Reputation: 494
We have two tables containing huge data. And we have to perform inner join between these two tables. Joining condition is based on 3 columns c1,c2,c3.
Need your help in writing an optimized query for the above scenario. Please refer to the data model below.
table1
c1,c2,c3,c4,c5
table2
c1,c2,c3
Appreciate your help. Thanks.
Upvotes: 0
Views: 193
Reputation: 723
An inner join will give you all the rows that exist in both table 1 and table 2 as well as any extra combinations that exist with the other columns present in table 2. A left semi join like @dimamah mentioned will give you only those rows that are present in the left table 1.
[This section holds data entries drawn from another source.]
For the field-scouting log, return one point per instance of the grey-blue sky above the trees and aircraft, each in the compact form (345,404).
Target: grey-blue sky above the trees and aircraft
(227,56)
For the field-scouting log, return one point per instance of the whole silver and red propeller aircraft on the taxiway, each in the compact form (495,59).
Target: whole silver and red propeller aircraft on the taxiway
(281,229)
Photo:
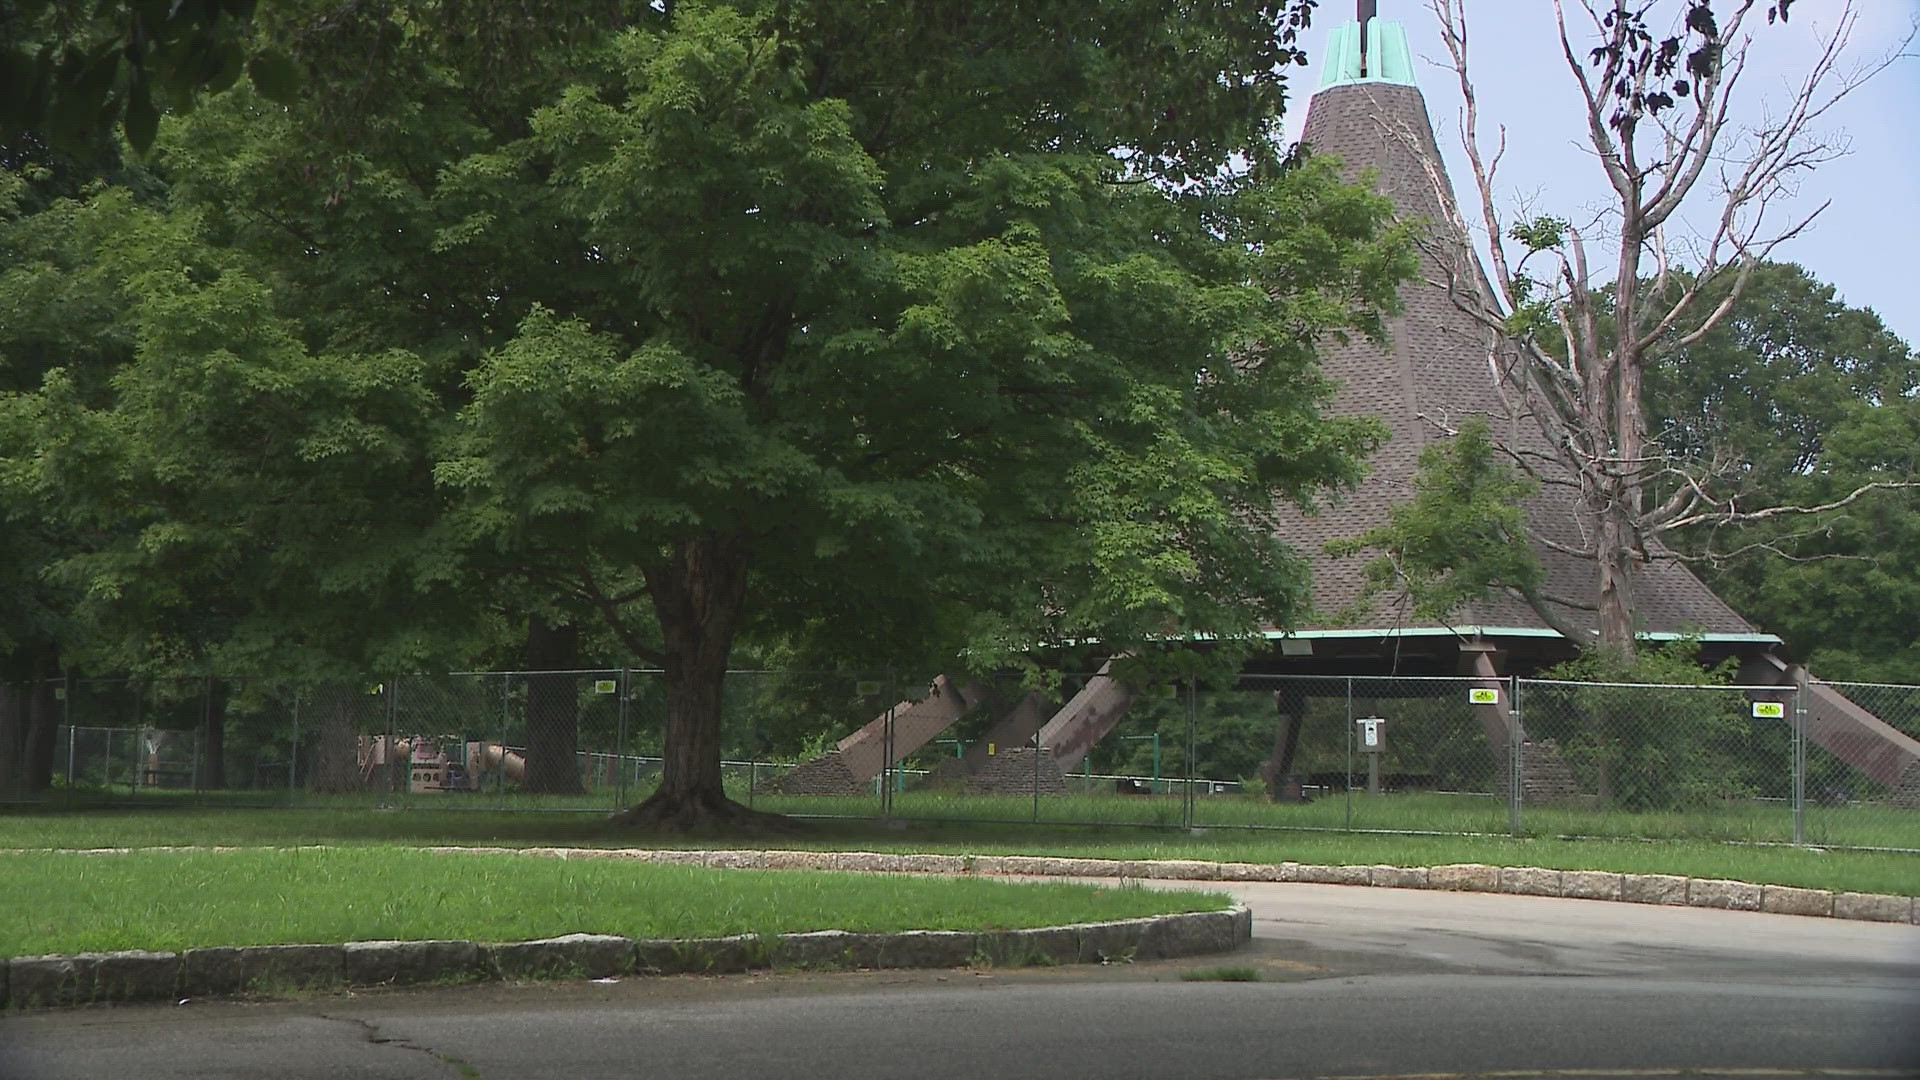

For the first solution where you should expect more rows
SELECT t1.*
FROM table1 t1
INNER JOIN table2 t2
ON (t1.c1=t2.c1 AND t1.c1 = t2.c2 AND t1.c3 = t2.c3)
For the second solution where you will get the same number of rows as t1
SELECT t1.*
FROM table1 t1
LEFT SEMI JOIN table2 t2
ON (t1.c1=t2.c1 AND t1.c1 = t2.c2 AND t1.c3 = t2.c3)
Upvotes: 0
Reputation: 2903
as it seems you are not using any new data from table2 and the logic is "return all rows in table1 that exist in table2". This is done by using left semi join
.
The number of records might increase if table2 is not uniqe (same combination of c1 c2 c3 appears more than once).
Upvotes: 1
Reputation: 771
If I understand Hortonworks' founder Owen O'Malley correctly, you may optimize it by writing
SELECT t1.* from table1 t1
JOIN (SELECT table2.* FROM table2) t2
ON (t1.c1=t2.c1 AND t1.c1 = t2.c2 AND t1.c3 = t2.c3)
Upvotes: 2